The point to note is that liberalisation has increased the tendency among domestic producers to import freely without bothering about the foreign exchange implications. Thus the export policy should have included a component that seeks to discipline domestic producers to target global markets, in return for the access to imports they are being offered in any case. What the policy does is to say that access to imports would be even better if these firms contribute to export revenues. Even if at the moment India's foreign exchange situation is comfortable, the fundamental principle that those who absorb large amounts of foreign exchange from the national kitty have a responsibility to earn some foreign exchange needs to be emphasised. That is, the issue is not to offer access to easy imports to those who export, but to ensure that those who resort to imports also earn some foreign exchange through exports. Unfortunately, by declaring that exports are now required more from the point of view of growth rather than the earning of foreign exchange the trade policy statement has departed from this principle.

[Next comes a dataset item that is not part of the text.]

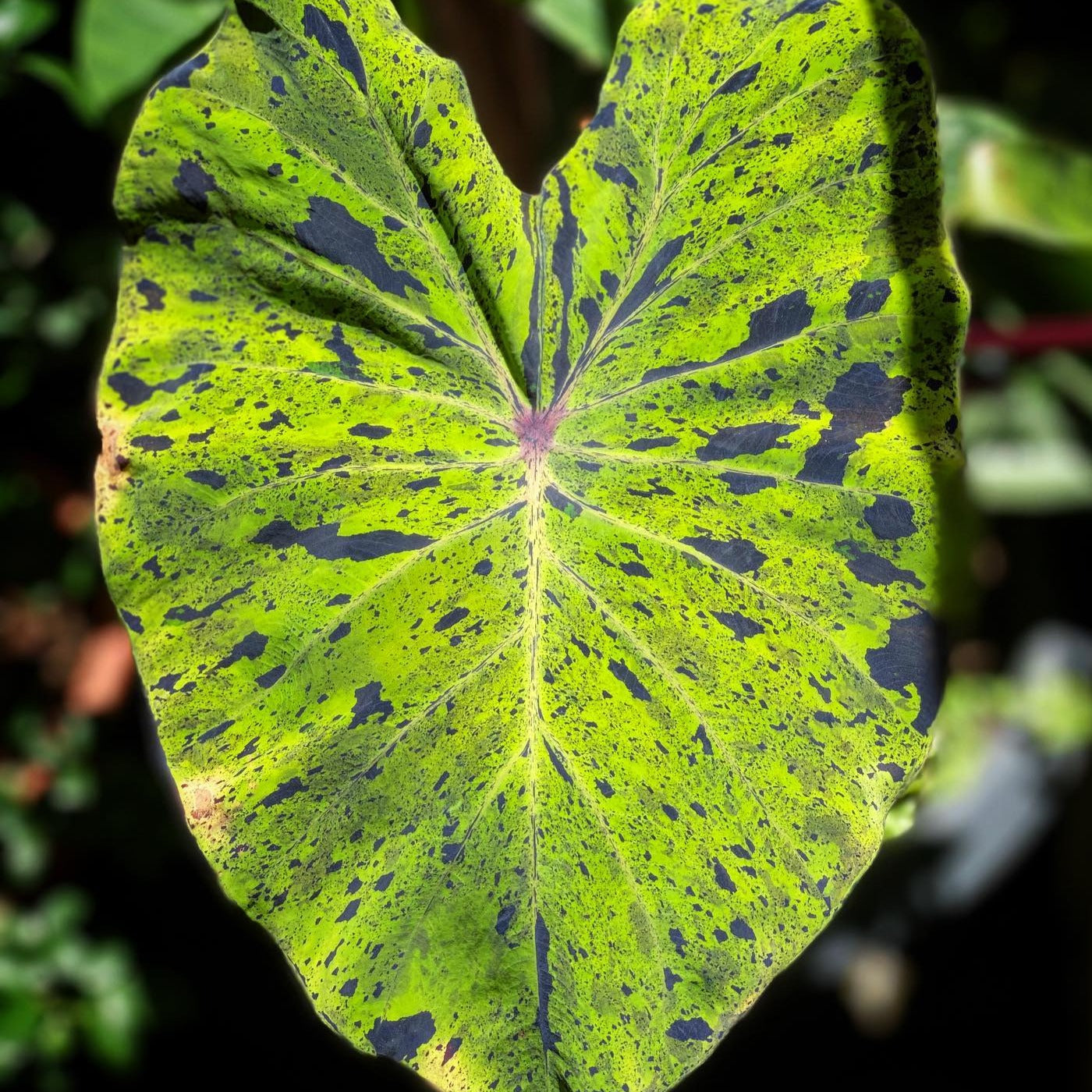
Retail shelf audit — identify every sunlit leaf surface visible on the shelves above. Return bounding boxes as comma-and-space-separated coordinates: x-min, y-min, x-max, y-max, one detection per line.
99, 0, 964, 1092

There is evidence that duty-free import incentives encourage foreign exchange profligacy. In fact, in the past some of these schemes, such as the export promotion capital goods scheme have been misused. The benefit of the scheme is availed of, but the quid pro quo commitment to meet pre-specified export targets is not met. Despite this the government has carried forward and strengthened the scheme in the new policy. Besides encouraging foreign exchange profligacy, this amounts to removing all protection for and threatening the viability of the domestic capital goods sector, which has played an important role in India's industrial development.

In terms of sectoral priorities too the trade policy statement reflects some lack of innovativeness and an unwillingness to depart from past trends. There is still an overemphasis on traditional exports such as agricultural products, handloom, handicraft and gems and jewellery. Some of these areas already have a large presence in India's export basket: textiles contributed 18.8 per cent of the dollar value of India's exports in 2003-04, gems and jewellery accounted for 16.6 per cent, and agricultural products for 11.7 per cent. To push these shares even higher would be difficult. On the other hand, handicrafts' contribution of 0.7 per cent is too small to make any difference.

The emphasis on traditional exports has been defended on the grounds that the export policy seeks to further the employment generation objectives of the government. The employment objective is indeed laudable, but to expect export growth in traditional areas to contribute significantly is not. Domestic policies, including public works programmes backed by a law guaranteeing employment, are required to realise those objectives. Exports really matter from the point of view of financing imports. And for this purpose, it is time India focussed on diversifying its exports much more into non-traditional areas of manufacturing, which is where world markets are expanding fast.

In fact, there is some danger that export incentives would be seen as a substitute for the domestic support needed for sectors that have traditionally been an important source of livelihood for the poor. The emphasis on exports of agricultural, handloom and handicraft products - all sectors faced with crises of one kind or the other - suggests that this is a soft option that the government may be toying with. That is an option that cannot work and cannot be an alternative for dealing with these crises. The responsibility for earning foreign exchange through merchandise exports must rest with large, non-traditional manufacturing firms. And growth and buoyancy in the traditional sectors must be delivered through support in the domestic market. Unfortunately, the trade policy statement seems to have reversed these priorities. Whether this has been done consciously or unwittingly is, however, not clear as yet.